Glad to hear you have already considered everything that needed to be considered!


----------



## MrsWoodcock (Oct 21, 2010)

*Good sire and dam progency?!?!?!*

Ruby's mom is pregnant!! My breeder just told me Questa is having pups!!!! I would like EVERYONES opinion on looking at the dam and sire's pedigrees.... what do you like about each and dislike about each. and what you think you could see come out of this litter!!!! 
Mating test - German shepherd dog

PRETTY PLEASE. I'D love to hear your opinions!!!


----------



## rvadog (Dec 9, 2010)

Did we just do this thread?

What are you looking for?

You're not showing your dog or working him so why does the ped even matter? Find a good breeder and tell them what you want and let them pick a dog.


----------



## onyx'girl (May 18, 2007)

http://www.germanshepherds.com/foru...ubys-mom-pregnant-good-sire-dam-progency.html
Why start a new thread???
This one should be locked....bump up your other one if yo want more opinions.


----------



## MrsWoodcock (Oct 21, 2010)

rvadog said:


> Did we just do this thread?
> 
> What are you looking for?
> 
> You're not showing your dog or working him so why does the ped even matter? Find a good breeder and tell them what you want and let them pick a dog.


ummmmm. I put it in the wrong section, didnt get any answers, so i moved it not realizing there was a pedigree section.

Im not looking for another dog right now.
This is my female, ruby's, mom's pregnancy.

I am not showing my dogs, no. i am training them in obediance wanting to work towards a CGC eventually. But that has absolutely nothing to do with this pedigree Question.
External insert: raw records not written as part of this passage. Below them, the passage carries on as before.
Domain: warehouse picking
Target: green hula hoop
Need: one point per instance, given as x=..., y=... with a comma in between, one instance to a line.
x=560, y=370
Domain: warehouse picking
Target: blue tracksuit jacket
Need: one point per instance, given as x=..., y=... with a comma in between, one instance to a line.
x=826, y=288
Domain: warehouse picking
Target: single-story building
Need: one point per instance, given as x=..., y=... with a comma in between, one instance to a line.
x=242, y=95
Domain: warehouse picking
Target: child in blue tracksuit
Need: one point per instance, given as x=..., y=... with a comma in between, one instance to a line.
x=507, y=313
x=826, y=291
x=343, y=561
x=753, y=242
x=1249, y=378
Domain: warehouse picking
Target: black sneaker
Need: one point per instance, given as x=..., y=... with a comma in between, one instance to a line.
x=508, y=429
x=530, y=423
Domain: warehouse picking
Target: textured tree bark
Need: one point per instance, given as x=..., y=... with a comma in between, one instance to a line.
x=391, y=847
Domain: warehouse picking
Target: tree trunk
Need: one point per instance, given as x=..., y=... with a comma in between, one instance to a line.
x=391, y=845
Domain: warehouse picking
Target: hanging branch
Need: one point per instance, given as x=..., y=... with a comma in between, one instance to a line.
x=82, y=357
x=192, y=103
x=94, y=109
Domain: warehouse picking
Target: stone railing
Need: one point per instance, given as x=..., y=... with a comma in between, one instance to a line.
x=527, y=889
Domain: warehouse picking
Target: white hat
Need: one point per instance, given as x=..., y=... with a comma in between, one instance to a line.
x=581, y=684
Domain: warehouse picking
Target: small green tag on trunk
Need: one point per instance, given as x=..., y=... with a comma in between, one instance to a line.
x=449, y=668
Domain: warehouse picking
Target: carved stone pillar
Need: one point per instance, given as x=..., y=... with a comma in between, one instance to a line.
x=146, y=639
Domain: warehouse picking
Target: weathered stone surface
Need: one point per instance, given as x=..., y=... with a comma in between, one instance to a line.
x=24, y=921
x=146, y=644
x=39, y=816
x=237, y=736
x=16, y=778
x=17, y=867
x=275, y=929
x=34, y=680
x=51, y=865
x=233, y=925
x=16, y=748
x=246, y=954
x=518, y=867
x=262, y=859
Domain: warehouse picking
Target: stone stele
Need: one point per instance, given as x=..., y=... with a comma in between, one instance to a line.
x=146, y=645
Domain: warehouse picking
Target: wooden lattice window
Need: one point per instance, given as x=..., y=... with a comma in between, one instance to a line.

I am only asking someone who is good at reading a pedigree (since i am not and know nothing about the dogs in these dogs lineage), and knows about certain things to do with pedigree to take a look at this progency and give me their 2 cents. i guess it doesnt matter.


----------



## MrsWoodcock (Oct 21, 2010)

onyx'girl said:


> http://www.germanshepherds.com/foru...ubys-mom-pregnant-good-sire-dam-progency.html
> Why start a new thread???
> This one should be locked....bump up your other one if yo want more opinions.


Sorry that is what i was doing originally but was told to contact a mod to move it or to make a new one in the pedigree section. couldnt figure out how to contact mod. sorry :blush:


----------



## onyx'girl (May 18, 2007)

The mods can move the other thread to the bloodline forum...just do a request to the forum moderator


----------



## MrsWoodcock (Oct 21, 2010)

onyx'girl said:


> The mods can move the other thread to the bloodline forum...just do a request to the forum moderator


Thank you so much!


----------



## onyx'girl (May 18, 2007)

Amaruq, Angelaw are the ones to pm in this forum...not sure when/if they'll see it...


----------



## lhczth (Apr 5, 2000)

I merged the two threads. 

If you hit the yellow diamond on the bottom left of a post you will be able to contact the forum moderators and all of the Admin.


----------



## MrsWoodcock (Oct 21, 2010)

lhczth said:


> I merged the two threads.
> 
> If you hit the yellow diamond on the bottom left of a post you will be able to contact the forum moderators and all of the Admin.


OK Thanks so much!!!


----------



## MrsWoodcock (Oct 21, 2010)

Bump!


----------



## MrsWoodcock (Oct 21, 2010)

There's gotta be someone out there who knows about the dogs in the pedigree. Just me being curios since it is my female's mom...


----------



## Chris Wild (Dec 14, 2001)

The sire appears to be very solid Czech lines. The dam's pedigree is a bit more difficult though due to several generations of what appears to be untilted breeding stock. Back a ways there is mostly West German working, and a little bit of Czech, which would make the resulting litter a WGR/Czech cross. These crosses can work out very well, and also very poorly. It really depends on the individual dogs and bloodlines and I'm not savy enough in Czech lines to comment on that part.

The biggest unknown is the dogs in recent generations on the dam's side, as they appear to be unproven with regard to titles. Though it is nice to see that kennel apparently keeping back pups from their breedings to carry on the lines, I do have to wonder about the lack of titles. 

I think you're best bet for solid first hand information on the dam's lines would be to contact the kennel in OR that has bred the last few generations of her pedigree and inquire with them about the individual dogs, what they are/were like, what they saw in progeny, what they liked in the dogs they kept and bred, and their overall goals in terms of what they are trying to produce and if they have been successful on that or not. I'd also specifically inquire about the rather close linebreeding in the dam on Nico vd Graf. As that kennel bred this dog, then used him for breeding, and is now linebreeding on him they ought to be able to give you a lot of good information on why that decision was made and what traits he produced.


----------



## cliffson1 (Sep 2, 2006)

Send me a pm. Nico vd Graf is OFA excellent and has very good working traits. I know the dog. Of course my opinion doesn't trump Sch titles, but Nico if I remember correctly is at least Sch one.


----------